NEW YORK, March 7: Saying that President Bush’s visit to “Pakistan and India may have done real harm”, the New York Times chided Mr Bush for “sticking” President Musharraf with the unwelcome task of explaining to Pakistanis why his friend and ally, Mr Bush, had granted favourable nuclear terms to Pakistan’s arch-rival, India, while withholding them from Pakistan.”
“It has left him (Gen Musharraf) less likely to do Washington any special, and politically unpopular, favours on the terrorism front,” said the Times in a stinging editorial: “Mr Bush’s Asia Road Trip.”
“So when Mr Bush agreed to carve out an exception to global non-proliferation rules for India, it should have been obvious that Pakistani opinion would demand the same privileged treatment, and that Mr Musharraf would be embarrassed by Mr Bush’s explicit refusal to provide it,” the Times observed.
“The spectacularly misconceived trip may have inflicted serious damage to American goals in two vital areas, namely, mobilizing international diplomacy against the spread of nuclear weapons and encouraging Pakistan to take more effective action against the Taliban and Al Qaeda fighters operating from its territory,” the newspaper asserted.
Reflecting on the timing of the nuclear deal in the backdrop of the Iranian crisis, the Times said: “The nuclear deal that Mr Bush concluded with India threatens to blast a bomb-size loophole through the Nuclear Non-proliferation Treaty. It would have been bad enough on its own, and disastrously ill-timed, because it undercuts some of the most powerful arguments Washington can make to try to galvanize international opposition to Iran’s nuclear adventurism.”
However, it underscored that “the most immediate damage was done on Mr Bush’s next stop, Pakistan. Washington is trying to persuade Gen Pervez Musharraf, the Pakistani military dictator, to defy nationalist and Islamic objections and move more aggressively against Pakistani-based terrorists. This is no small issue because both Osama bin Laden and the Taliban’s leader, Mullah Mohammad Omar, are now believed to operate from Pakistani soil.”
Lambasting Mr Bush for the treatment he meted out to the Pakistani leader, the newspaper said: “It’s just baffling why Mr Bush travelled halfway around the world to stand right next to one of his most important allies against terrorists — and embarrass him.”
“India and Pakistan are military rivals that have fought each other repeatedly. They have both developed nuclear weapons outside the non-proliferation treaty, which both refuse to sign. When India exploded its first acknowledged nuclear weapons eight years ago, Pakistan felt obliged to follow suit within weeks,” the New York Times said.
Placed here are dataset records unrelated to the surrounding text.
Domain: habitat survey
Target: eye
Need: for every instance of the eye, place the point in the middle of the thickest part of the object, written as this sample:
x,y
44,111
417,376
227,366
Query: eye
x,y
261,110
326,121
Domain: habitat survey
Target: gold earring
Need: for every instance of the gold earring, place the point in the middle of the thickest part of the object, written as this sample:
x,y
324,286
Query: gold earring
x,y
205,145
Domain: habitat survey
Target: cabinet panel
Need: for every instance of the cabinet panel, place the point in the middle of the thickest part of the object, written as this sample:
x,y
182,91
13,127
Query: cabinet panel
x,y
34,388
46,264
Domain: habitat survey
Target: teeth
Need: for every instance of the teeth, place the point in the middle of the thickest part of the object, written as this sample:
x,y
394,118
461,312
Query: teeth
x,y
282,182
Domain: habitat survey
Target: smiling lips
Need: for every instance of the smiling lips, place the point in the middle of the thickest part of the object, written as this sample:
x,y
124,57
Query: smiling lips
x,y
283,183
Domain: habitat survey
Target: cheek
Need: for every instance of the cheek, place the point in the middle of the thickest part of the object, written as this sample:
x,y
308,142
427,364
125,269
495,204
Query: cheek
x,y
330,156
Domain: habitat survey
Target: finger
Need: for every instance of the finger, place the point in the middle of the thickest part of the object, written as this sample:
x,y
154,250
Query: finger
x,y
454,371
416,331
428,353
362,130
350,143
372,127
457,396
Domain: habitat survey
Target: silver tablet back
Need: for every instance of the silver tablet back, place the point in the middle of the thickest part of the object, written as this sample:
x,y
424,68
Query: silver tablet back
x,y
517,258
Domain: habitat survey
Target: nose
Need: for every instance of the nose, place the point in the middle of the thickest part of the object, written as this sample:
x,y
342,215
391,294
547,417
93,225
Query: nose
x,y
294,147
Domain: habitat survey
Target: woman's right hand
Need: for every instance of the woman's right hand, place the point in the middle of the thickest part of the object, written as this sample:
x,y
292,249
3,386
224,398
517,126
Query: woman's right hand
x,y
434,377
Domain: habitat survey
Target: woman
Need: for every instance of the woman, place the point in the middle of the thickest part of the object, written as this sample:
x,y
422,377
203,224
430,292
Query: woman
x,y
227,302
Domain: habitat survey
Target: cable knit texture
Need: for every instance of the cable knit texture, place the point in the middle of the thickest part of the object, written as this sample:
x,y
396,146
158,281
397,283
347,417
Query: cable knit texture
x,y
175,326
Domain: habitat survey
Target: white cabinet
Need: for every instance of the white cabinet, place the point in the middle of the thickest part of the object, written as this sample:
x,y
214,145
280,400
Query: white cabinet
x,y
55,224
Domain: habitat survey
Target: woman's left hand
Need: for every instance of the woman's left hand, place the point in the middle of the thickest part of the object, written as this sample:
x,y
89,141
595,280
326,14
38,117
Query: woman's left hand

While saying that “Mr Bush was right to say no to Pakistan,” the newspaper said: “It would be an unthinkably bad idea to grant a loophole to a country whose top nuclear scientist helped transfer nuclear technology to leading rogue states. Granting India a loophole that damages a vital treaty and lets New Delhi accelerate production of nuclear bombs makes no sense either.”
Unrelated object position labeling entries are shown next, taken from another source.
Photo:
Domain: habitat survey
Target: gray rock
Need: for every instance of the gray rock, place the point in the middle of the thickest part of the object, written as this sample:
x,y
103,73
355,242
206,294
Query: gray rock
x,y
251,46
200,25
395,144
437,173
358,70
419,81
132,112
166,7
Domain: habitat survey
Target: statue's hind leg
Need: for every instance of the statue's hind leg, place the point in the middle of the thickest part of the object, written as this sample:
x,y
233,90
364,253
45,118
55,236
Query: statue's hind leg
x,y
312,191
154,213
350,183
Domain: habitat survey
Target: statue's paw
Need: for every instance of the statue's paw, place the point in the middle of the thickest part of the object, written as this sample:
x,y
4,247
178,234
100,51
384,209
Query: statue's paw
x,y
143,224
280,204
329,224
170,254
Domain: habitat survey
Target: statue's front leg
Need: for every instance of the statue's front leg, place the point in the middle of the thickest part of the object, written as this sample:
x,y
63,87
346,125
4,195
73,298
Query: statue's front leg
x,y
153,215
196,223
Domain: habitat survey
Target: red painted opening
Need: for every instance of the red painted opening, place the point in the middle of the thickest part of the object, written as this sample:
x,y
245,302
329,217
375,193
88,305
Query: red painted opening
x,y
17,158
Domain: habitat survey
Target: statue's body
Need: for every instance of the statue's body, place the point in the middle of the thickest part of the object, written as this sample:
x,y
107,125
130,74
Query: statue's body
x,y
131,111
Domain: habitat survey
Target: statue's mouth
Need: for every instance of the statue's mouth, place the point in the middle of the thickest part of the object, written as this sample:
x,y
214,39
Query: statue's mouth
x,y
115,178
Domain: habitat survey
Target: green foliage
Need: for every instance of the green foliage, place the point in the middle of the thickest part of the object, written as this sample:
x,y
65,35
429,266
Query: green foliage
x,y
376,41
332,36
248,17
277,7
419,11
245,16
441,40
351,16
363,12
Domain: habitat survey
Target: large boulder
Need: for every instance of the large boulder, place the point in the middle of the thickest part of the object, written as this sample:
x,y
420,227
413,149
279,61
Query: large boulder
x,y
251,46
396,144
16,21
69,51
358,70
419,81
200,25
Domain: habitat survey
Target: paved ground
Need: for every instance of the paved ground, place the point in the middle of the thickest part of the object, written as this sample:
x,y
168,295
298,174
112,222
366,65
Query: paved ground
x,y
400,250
Asserting that Mr Bush should have just stayed home, the Times said: “There is a lot of good a president can do on a visit to another country: negotiate treaties that enhance American security, shore up a shaky alliance, generate good will in important parts of the world. Unfortunately, President Bush didn’t do any of those good things on his just-completed visit to Pakistan and India and may have done some real harm.”